Princeton has played only top 200 teams to this point but gets a break starting tonight at Rutgers, facing six straight teams ranked outside the Pomeroy top 250. The Tigers have shot horribly from three, can’t get to the line, turn the ball over too much and don’t grab offensive boards. It’s astonishing that they’ve been able to scratch out a 2-3 record against the nation’s 45th most difficult schedule to date despite playing so poorly.
BCS Championship Game (No. 2 Cornell (1) vs. No. 1 Harvard (3))
Unlike the normal BCS title bout, only the ordering of the two teams involved is controversial in this one. Cornell is coming off a 4-0 week in which it defeated a bad Toledo team and three intriguing mid-majors in two neutral and two road contests. The Big Red’s fourth game in six nights, however, showed off tired legs as Cornell struggled to put together the stops necessary to escape Lewisburg with a victory.

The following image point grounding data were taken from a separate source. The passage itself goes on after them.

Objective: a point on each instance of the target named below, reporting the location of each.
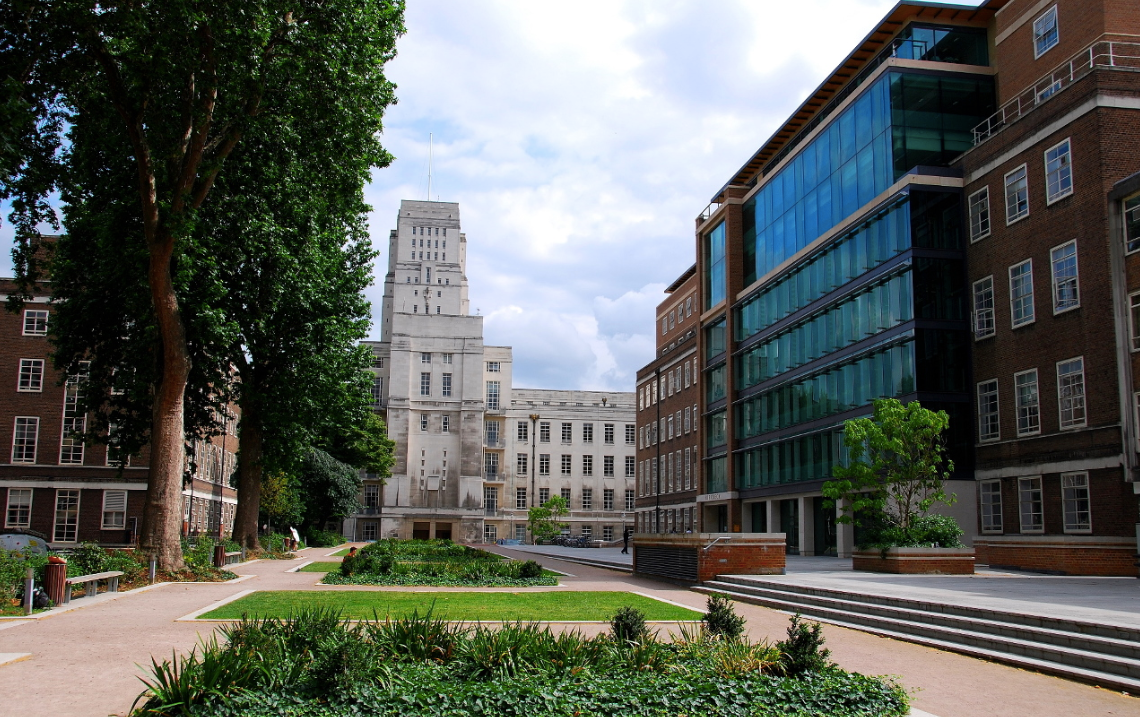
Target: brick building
(54, 485)
(668, 409)
(882, 243)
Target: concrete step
(1086, 666)
(1057, 634)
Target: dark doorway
(789, 524)
(825, 538)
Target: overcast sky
(580, 140)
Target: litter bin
(55, 581)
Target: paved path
(82, 662)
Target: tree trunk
(161, 532)
(249, 477)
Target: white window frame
(996, 413)
(1065, 166)
(1072, 423)
(1077, 529)
(1075, 278)
(1036, 406)
(35, 438)
(1014, 298)
(983, 214)
(1025, 485)
(111, 511)
(1010, 219)
(32, 317)
(1037, 50)
(979, 312)
(7, 512)
(996, 523)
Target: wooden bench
(91, 583)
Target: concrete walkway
(83, 662)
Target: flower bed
(437, 563)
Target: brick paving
(83, 662)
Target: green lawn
(467, 606)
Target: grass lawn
(469, 606)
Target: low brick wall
(694, 557)
(1073, 555)
(915, 561)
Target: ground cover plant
(547, 605)
(317, 665)
(434, 562)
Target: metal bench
(91, 583)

The Big Red has three more intriguing mid-majors and a potential BCS opponent (St. John’s or Hofstra for day two of the MSG Holiday Festival) in the next three-plus weeks, so it should have ample opportunity to reclaim the league’s pole position.
It’s fitting that the Crimson climbs to number one this week given that both the top spot and its upcoming schedule offer nowhere to go but down. The road win over Boston University and the impressive shellacking of Rice once again have the pundits suckered into buying a Harvard team that has historically overachieved in non-conference play and disastrously underachieved within the league.
Harvard’s next four Division I games are against top 100 opponents, starting this Sunday in Storrs against Connecticut. Even if the Crimson plays pretty well in those games, it could still be stuck on six Division I wins into the new year, as it will be a sizeable underdog against the Huskies, Boston College and Georgetown and at best even with George Washington at home to end the calendar year.
Harvard is a very talented team, and it is a very confident one as well right now. But it will be interesting to see how the players respond to the adversity that will inevitably accompany playing three BCS schools in as many games.